Indian fusion cooking is what’s in these days says Shazia Khan, Masterchef India Season 2 runner up. That’s what she worked on in her recent cooking demonstration at the Chancery Pavillion where she worked on vegetarian fusion recipes, calling it a wedding between Indian and international cuisines.

“We have basically given Indian food an international twist by taking recipes, this time from France and Italy using our flavours in those recipes.”

Shazia worked on six different dishes including polenta using sooji or rava instead of corn meal, inspired by uppitu or kesari bhaath ; masala crepes with an Indian filling or deconstructedgajar halwa on the lines of a panna cotta.
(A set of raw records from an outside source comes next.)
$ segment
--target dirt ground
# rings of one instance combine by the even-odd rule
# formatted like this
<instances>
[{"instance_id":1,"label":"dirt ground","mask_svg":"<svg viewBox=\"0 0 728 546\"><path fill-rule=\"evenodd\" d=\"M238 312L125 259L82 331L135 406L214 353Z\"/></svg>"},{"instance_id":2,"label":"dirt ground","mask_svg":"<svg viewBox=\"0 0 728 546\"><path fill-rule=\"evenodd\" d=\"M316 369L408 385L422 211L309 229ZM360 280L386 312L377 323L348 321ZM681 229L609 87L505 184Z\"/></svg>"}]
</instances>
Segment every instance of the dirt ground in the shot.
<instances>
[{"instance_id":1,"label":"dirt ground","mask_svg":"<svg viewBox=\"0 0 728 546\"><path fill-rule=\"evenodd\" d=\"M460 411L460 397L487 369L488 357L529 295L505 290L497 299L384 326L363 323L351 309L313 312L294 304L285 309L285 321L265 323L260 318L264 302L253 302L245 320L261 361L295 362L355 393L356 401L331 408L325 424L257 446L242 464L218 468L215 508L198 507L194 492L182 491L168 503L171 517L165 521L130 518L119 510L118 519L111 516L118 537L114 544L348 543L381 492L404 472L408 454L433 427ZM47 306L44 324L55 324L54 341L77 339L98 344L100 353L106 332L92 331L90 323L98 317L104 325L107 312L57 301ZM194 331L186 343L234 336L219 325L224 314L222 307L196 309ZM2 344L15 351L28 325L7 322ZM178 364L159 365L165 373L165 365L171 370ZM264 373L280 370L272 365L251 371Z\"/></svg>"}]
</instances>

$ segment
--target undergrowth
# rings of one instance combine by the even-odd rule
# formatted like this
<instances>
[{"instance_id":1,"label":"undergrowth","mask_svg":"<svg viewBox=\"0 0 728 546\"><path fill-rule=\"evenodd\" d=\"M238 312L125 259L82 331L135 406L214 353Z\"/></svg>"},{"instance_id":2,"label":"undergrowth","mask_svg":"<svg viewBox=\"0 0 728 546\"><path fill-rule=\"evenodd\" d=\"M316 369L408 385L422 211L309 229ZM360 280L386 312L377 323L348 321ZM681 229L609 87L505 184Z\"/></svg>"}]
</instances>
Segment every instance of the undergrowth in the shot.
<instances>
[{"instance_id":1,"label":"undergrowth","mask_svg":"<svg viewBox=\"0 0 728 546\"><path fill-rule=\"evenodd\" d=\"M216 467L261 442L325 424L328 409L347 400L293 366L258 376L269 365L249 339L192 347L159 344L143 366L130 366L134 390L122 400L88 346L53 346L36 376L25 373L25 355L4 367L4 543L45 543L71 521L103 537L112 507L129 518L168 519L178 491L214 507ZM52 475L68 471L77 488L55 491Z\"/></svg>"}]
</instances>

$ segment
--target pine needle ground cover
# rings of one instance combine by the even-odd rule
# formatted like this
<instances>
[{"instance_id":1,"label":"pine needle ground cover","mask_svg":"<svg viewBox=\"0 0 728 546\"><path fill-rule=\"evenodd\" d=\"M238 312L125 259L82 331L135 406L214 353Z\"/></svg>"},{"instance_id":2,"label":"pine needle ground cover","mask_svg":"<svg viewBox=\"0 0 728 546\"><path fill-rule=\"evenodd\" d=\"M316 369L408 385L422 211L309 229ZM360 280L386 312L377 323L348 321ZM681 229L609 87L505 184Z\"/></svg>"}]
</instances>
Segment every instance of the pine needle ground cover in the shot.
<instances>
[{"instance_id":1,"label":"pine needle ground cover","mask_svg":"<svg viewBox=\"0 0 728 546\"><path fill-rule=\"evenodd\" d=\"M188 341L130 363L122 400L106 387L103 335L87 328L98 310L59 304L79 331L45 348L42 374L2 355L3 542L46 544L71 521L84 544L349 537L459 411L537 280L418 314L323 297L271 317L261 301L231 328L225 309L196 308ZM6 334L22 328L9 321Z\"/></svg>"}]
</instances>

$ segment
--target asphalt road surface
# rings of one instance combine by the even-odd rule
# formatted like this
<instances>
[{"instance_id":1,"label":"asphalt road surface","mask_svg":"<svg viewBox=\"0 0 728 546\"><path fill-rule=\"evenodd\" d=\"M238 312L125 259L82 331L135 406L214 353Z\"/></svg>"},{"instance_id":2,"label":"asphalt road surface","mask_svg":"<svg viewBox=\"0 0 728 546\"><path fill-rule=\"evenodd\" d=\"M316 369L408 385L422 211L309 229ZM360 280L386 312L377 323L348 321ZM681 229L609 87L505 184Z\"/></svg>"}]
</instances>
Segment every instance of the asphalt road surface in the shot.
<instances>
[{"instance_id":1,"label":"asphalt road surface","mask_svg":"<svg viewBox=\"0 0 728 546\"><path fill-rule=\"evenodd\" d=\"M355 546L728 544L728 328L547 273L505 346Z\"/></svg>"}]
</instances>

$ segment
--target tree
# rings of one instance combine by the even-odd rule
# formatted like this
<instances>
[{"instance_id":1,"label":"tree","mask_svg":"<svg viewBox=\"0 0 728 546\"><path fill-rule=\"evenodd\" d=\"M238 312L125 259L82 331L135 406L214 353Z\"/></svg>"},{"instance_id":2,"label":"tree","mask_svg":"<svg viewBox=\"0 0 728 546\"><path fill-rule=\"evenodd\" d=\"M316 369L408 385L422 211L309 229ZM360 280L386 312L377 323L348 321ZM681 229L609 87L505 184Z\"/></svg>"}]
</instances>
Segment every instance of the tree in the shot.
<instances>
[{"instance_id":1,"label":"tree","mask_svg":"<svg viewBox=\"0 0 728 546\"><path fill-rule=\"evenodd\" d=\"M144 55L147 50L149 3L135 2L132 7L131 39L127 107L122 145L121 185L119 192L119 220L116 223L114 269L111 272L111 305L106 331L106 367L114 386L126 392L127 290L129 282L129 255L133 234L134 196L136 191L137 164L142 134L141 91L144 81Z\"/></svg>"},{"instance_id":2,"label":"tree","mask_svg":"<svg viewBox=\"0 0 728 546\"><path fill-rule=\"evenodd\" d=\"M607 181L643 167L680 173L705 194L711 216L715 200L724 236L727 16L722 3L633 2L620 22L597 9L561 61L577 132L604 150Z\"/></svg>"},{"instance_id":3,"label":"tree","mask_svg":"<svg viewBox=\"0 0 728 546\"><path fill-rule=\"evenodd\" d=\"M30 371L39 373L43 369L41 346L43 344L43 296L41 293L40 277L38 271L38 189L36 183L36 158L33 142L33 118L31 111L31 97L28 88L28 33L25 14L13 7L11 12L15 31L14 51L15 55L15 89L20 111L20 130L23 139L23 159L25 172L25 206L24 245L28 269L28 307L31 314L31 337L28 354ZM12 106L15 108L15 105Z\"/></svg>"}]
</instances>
This is her fourth show in Bangalore. She has already done a few cooking shows in the South, in Chennai, Hyderabad and Mysore.

“I have been passionate about cooking since childhood. I first attempted cooking when I was 9 years old, I tried to make custard with fruits. I come from a family of good cooks — my parents and my grandmother were great cooks. But it’s only after I got married that I was encouraged by friends and family. We always have lots of get-togethers and parties and I used to cook for them and I was motivated further once my kids were born.” It was her kids who pushed her to enter Masterchef after watching Season 1.

Though Shazia never took any formal cooking classes, she picked up recipes from the internet and from TV shows, watching Nigella and Sanjeev Kapoor. “And I learnt a lot in Masterchef. I got to know so many new ingredients and I tried new dishes that were out of my comfort zone. I realized that presentation is also important.

Being a home cook I never really paid much attention to it earlier. And learning how a professional kitchen works obviously broadened my perspective.” Meeting Vikas Khanna, who runs a Michelin-star restaurant in New York, was also inspiring.What Shazia loves cooking now, post- Masterchef is Indian fusion and modern Indian cuisine. “Modern Indian cuisine is where old recipes are tweaked and presented stylishly, like in Masterchef .

It’s about giving a desi twist to simple ingredients and presenting it differently. If fusion is about making cheesecake with gulab jamun and gulkhand then modern Indian is about making dal using, say, zucchinis and presenting it well.”

She is now working on opening a cooking school for the underprivileged who are passionate about cooking but can’t afford a cooking school. “So we will give them basic training on cooking and etiquette, so that they can then be placed in good jobs or households where they can earn a better living. The location has been finalised, so the school should be ready the end of the year.”

She is also working on two recipe books, one on food that is close to her heart and another on age-old recipes from different cuisines.

“So if we have a section on biryanis in the second book, we will have about 20 different kinds. India is one place where the food changes every 60 kms and one dish has about 10 versions. So in the book we will be bringing recipes that have been passed down in the family in different parts of the country, focusing on Malabari, Hyderbadi and Mughlai.”